How important is foot posture? Think about this question… what are your thoughts? I guarantee that the majority sports physiotherapists would be aware of the impact of foot posture on the lower limb kinetic chain. Thus, you sports physiotherapists would be aware of the predisposition to many overuse injuries that poor foot posture will give your athletes. No arguments there (I hope).

This link between foot posture (read: over-pronation) and overuse conditions has been well established in the literature. These conditions include the commonly seen plantar fasciitis (Pohl et al, 2009), Achilles tendinopathy (Ryan et al, 2009), and patellofemoral pain syndrome (Powers et al, 1995). This has lead to the practice in the sports medicine world of attempting to strengthen the musculature responsible for restricting and/or controlling foot (over)pronation. This article discusses the thinking behind these clinical decisions and research regarding the optimal exercise choice.

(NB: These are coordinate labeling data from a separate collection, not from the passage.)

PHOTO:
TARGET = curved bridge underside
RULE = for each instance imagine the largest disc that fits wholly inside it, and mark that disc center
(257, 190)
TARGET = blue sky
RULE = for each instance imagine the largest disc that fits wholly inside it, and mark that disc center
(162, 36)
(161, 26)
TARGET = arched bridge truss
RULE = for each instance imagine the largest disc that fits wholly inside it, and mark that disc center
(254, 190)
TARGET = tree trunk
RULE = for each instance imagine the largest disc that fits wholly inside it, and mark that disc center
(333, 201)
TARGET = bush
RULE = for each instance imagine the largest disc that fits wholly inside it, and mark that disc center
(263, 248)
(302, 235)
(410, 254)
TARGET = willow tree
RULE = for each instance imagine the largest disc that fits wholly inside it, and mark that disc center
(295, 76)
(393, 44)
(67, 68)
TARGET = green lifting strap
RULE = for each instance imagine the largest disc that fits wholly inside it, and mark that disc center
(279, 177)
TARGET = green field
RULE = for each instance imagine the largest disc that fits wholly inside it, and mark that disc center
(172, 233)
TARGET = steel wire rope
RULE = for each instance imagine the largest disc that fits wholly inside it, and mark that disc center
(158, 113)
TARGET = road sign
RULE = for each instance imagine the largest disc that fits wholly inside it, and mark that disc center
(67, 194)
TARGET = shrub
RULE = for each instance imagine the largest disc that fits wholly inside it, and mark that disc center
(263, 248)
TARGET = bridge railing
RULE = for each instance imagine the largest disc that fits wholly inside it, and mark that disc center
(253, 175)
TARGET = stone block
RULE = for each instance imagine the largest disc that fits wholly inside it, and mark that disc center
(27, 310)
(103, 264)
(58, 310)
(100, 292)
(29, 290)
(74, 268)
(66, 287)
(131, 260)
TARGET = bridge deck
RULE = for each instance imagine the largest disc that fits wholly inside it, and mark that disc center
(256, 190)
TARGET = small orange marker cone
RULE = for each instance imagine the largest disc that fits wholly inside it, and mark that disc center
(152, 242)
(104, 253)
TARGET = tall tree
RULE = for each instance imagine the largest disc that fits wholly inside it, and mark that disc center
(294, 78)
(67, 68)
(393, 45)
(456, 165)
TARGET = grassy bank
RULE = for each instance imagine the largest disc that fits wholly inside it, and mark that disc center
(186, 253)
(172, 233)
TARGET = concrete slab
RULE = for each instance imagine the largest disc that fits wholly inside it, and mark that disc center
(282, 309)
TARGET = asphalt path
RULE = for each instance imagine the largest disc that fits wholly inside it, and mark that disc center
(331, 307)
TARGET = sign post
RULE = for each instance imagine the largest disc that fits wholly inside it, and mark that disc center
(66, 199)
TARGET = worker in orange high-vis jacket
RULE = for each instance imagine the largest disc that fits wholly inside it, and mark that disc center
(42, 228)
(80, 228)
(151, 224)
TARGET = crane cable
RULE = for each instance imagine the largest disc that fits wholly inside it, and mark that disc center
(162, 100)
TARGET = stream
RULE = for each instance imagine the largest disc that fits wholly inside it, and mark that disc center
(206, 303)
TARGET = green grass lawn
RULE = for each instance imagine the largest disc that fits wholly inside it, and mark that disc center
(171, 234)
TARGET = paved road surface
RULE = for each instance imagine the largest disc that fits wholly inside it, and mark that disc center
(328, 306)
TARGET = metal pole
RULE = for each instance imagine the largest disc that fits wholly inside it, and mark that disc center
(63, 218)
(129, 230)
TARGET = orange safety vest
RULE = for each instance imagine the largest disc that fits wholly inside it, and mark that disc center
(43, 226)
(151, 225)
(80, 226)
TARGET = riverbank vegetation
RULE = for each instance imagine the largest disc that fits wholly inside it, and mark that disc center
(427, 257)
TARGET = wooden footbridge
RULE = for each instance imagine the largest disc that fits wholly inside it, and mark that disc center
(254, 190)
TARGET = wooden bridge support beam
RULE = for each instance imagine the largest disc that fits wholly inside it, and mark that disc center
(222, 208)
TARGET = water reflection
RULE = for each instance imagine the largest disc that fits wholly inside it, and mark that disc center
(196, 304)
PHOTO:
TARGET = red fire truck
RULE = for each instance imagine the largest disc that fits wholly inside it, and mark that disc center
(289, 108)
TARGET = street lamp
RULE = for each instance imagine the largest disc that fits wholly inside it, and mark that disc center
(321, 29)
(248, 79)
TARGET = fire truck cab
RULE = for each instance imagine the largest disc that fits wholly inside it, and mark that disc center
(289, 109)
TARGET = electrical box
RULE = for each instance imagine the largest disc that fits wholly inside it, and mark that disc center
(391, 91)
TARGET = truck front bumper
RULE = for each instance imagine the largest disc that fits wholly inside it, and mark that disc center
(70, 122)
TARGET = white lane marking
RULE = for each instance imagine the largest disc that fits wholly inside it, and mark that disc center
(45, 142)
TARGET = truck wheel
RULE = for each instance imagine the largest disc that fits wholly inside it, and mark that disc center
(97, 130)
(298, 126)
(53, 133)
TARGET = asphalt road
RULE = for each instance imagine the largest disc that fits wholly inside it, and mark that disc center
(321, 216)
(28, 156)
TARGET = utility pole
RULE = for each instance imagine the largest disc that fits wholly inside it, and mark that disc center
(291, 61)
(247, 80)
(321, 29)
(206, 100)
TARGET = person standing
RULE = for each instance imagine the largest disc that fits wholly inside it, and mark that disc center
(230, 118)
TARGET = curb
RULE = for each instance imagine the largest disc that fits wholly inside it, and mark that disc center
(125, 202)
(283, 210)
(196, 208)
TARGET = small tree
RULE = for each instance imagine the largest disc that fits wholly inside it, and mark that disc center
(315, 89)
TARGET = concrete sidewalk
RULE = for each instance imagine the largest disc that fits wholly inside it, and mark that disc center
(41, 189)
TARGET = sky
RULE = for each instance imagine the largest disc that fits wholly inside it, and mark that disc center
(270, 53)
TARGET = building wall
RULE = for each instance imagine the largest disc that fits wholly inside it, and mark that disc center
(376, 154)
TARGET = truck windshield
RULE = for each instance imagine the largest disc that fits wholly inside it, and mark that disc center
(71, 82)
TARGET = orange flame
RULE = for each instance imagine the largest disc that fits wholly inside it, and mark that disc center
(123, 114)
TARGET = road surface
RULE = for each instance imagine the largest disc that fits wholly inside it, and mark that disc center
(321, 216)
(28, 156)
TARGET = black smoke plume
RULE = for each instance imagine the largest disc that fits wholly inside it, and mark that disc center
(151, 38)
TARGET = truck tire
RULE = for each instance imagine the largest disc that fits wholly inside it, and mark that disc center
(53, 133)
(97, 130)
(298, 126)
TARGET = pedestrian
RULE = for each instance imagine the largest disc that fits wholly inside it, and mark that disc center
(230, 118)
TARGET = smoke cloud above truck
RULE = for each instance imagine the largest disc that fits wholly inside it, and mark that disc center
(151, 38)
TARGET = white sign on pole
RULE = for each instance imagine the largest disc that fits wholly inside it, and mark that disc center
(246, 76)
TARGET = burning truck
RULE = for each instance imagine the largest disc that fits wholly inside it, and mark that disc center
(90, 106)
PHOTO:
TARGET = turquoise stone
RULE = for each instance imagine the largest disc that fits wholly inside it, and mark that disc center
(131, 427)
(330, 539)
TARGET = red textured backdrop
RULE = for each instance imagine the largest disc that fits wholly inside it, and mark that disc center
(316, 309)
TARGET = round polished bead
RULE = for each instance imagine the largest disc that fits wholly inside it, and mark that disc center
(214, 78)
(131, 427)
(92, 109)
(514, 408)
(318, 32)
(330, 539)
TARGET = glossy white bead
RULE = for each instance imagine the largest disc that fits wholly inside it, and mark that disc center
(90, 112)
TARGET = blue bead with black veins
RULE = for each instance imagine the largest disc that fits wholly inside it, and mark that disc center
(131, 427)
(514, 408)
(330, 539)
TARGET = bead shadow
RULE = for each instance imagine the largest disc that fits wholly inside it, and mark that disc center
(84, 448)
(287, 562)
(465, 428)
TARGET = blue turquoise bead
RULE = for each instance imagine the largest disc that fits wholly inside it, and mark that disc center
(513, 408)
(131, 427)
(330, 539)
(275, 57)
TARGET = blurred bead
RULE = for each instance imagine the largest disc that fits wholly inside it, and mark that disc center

Whilst the various intrinsic foot muscles, including the flexor digitorum brevis and interosseous muscles, contribute to arch support during gait (Mann and Inman, 1964) the abductor hallucis receives considerable attention. This is because EMG studies have shown that abductor hallucis contracts to support the medial longitudinal arch and control pronation during static stance (Headlee et al, 2008). Interestingly, navicular drop will increase when the abductor hallucis is fatigued. Therefore, it has been suggested that strengthening and thus improving the endurance of these intrinsic foot muscles in athletes may reduce over-pronation, and the subsequent pathologies. Sounds logical, doesn’t it?


A recent EMG study evaluated the muscle activation of abductor hallucis during two exercises used commonly in clinical practice; Short Foot and Toe Curl Exercises, shown in the videos below if you are not familiar with them (Jung et al, 2011).

The study participants randomly performed the two exercises in seated and single-leg stance positions. The authors then assessed the EMG muscle activity of abductor hallucis (%MVC) and the medial longitudinal arch angle under all 4 test conditions.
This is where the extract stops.